The resonance of the bell had barely faded when students began pouring out of the dormitories. In the morning mist, they looked like a disciplined army of ants. Five to six hundred students. Rubbing the sleep from their eyes, they assembled in the dead center of the ground.
The PT Master's whistle blew.
TWEEET! TWEEET!
The morning drill began in unison. Six hundred pairs of feet struck the earth.
THUM! THUM!
The air trembled with the rhythm of their collective breath. After thirty minutes of synchronized calisthenics, the running began. They circled the ground, a churning wheel of humanity.
Then would come the baths, then breakfast in the canteen. Classes would commence at 9:30 sharp. The routine was etched in stone.
Rasel Cheng watched this mechanical spectacle, sipping his coffee.
Suddenly, he felt a shift in the air pressure. A figure entered the room and bowed deeply. Rasel didn't need to turn around to know who it was.
Sadik Kabir.
The wonder of Shitapur Village. A living legend.
His footsteps made no sound, as if he moved in harmony with the wind itself.
At age 11, he had achieved Rank 6.
At age 15—when most students were merely struggling to awaken their 'Soul Realm'—he had reached Rank 5.
And now? At age 19, he stood at Rank 4.
A feat that had taken Headmaster Rasel Cheng until the age of 30 to achieve!
The boy slowly lifted his head. A warm, humble smile played on his lips. Rasel Cheng had nurtured him with his own hands. He was not just a student; he was the future strength and hope of the village.
"Master," Sadik's voice was rich and confident. "An emergency meeting has been called at the village's Central Palace. The Elders await your presence."
Rasel nodded slowly.
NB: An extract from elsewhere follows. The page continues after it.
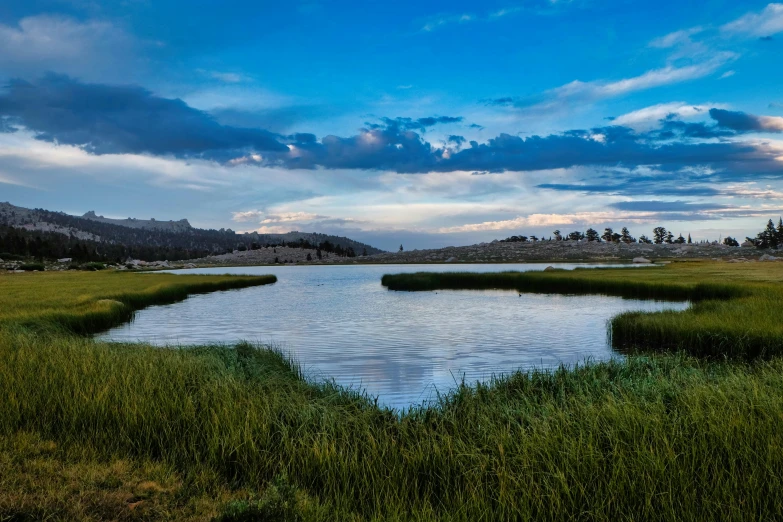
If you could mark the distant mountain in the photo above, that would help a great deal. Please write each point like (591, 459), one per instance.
(43, 233)
(151, 224)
He took the last sip of his coffee and sighed.
"So... the time has finally come?"
Sadik said nothing, only lowered his head in affirmation.
"Go, Sadik. I am coming."
Sadik left the room. Rasel watched his retreating figure and muttered to himself,
"Just as darkness lies beneath the lamp... so too does disgrace exist amidst a crowd of geniuses. On one side, an epic prodigy like Sadik... and on the other, an epic failure like Ruhan."
He looked at his own reflection in the window glass and smiled wryly.
"Some roles are decided long before the actors are born."